Information processing from infancy to 11 years: Continuities and prediction of IQ☆

2012 
The remarkable surge of research on infant cognition over the last 40 years or so has revealed a wide range of competencies present in the first year or two of life. Our present understanding of the infant mind belies Garrett’s view of early cognition as an amorphous general ability that only gradually breaks down into more distinct abilities (Garrett, 1946), and puts to rest William James earlier characterizations of the infant mind as a “blooming, buzzing confusion.” Today we recognize that infants exhibit a number of basic cognitive skills. They are able to distribute attention across competing stimuli, recognize and recall events, readily encode information, and abstract statistical regularities from the perceptual flux. Evidence from factor analytic studies supports the existence of discrete domain-specific abilities in the first year of life (Rose, Feldman, & Jankowski, 2004a; Rose, Feldman, & Jankowski, 2005b). Nonetheless, questions remain about the relation of infant abilities to later cognition.
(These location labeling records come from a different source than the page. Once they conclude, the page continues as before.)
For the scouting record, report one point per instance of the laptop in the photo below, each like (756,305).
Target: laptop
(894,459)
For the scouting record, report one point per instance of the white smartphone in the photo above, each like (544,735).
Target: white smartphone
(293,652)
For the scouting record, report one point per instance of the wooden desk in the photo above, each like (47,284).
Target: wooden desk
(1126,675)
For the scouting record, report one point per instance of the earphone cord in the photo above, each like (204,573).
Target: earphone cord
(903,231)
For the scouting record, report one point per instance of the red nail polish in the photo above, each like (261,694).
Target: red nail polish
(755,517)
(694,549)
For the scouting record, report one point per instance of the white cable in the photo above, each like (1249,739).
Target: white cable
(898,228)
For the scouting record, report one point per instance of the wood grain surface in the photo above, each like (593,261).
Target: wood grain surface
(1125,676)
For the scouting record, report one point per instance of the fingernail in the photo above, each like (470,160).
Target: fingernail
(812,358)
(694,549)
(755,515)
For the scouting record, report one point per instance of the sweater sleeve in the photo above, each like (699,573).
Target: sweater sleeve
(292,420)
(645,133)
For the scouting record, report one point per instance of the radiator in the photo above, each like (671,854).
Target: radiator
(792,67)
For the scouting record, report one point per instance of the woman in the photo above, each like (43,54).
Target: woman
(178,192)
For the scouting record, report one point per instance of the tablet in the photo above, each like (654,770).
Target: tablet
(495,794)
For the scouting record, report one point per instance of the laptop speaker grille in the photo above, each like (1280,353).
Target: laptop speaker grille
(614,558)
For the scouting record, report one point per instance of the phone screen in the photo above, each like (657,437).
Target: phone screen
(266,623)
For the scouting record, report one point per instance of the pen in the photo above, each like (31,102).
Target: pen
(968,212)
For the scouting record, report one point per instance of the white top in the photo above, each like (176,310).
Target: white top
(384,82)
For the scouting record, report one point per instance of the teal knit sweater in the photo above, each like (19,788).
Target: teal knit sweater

One question concerns the extent to which specific infant abilities are qualitatively similar to their later counterparts. At the heart of this issue is the extent to which specific infant abilities show continuity over the course of development. A second question concerns the extent to which infant abilities form the building blocks of the more global aspects of later cognitive ability. These issues are addressed in the present study by examining longitudinal relations from infancy and toddlerhood to 11 years within four domains – attention, processing speed, memory, and representational competence – and the relation of infant and toddler abilities from these domains to 11 year IQ.